The Multiple Lives of Pompeii
Surfaces and Environments
edited by Gabriella Cianciolo Cosentino, Pia Kastenmeier, Katrin Wilhelm
Pompeii's unique and tragic history has attracted scholarly attention over the centuries, but the widespread interest in this city must be sought not only in its ancient history, but also in its 270 years of modern life as well as in the enormous effort its preservation has required (and still requires), to the point that the site can be considered the largest restoration archive worldwide. In fact, Pompeii is not merely an ancient city buried by the eruption of Vesuvius in 79 AD and later rediscovered and unearthed; rather it is the ongoing product of a long history of excavation and a large number of restorations, reconstructions, and museological reconfigurations.

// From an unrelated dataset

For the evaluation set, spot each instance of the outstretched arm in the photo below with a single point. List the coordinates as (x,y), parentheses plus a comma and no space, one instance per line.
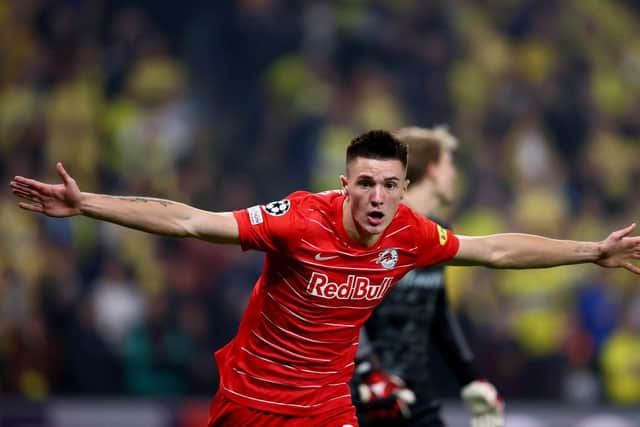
(152,215)
(512,250)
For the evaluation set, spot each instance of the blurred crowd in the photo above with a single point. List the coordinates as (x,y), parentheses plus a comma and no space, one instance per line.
(224,105)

Like a palimpsest, it is an imaginary as well as a material entity that has constantly been reshaped by the events of history, its perception through the centuries, and changing tastes. At the same time, the myth of Pompeii, which still fires the human imagination, has had an extraordinary impact on archaeology, art, museology, architecture, cities, and our way of thinking for over two centuries. This book explores the many lives of Pompeii – ancient and modern, on-site and in museums, real and imaginary – in their dialectical and osmotic relationship. The focus lies on surfaces and environments: two different physical, spatial, and conceptual dimensions of the city which are simultaneously opposites and complementary.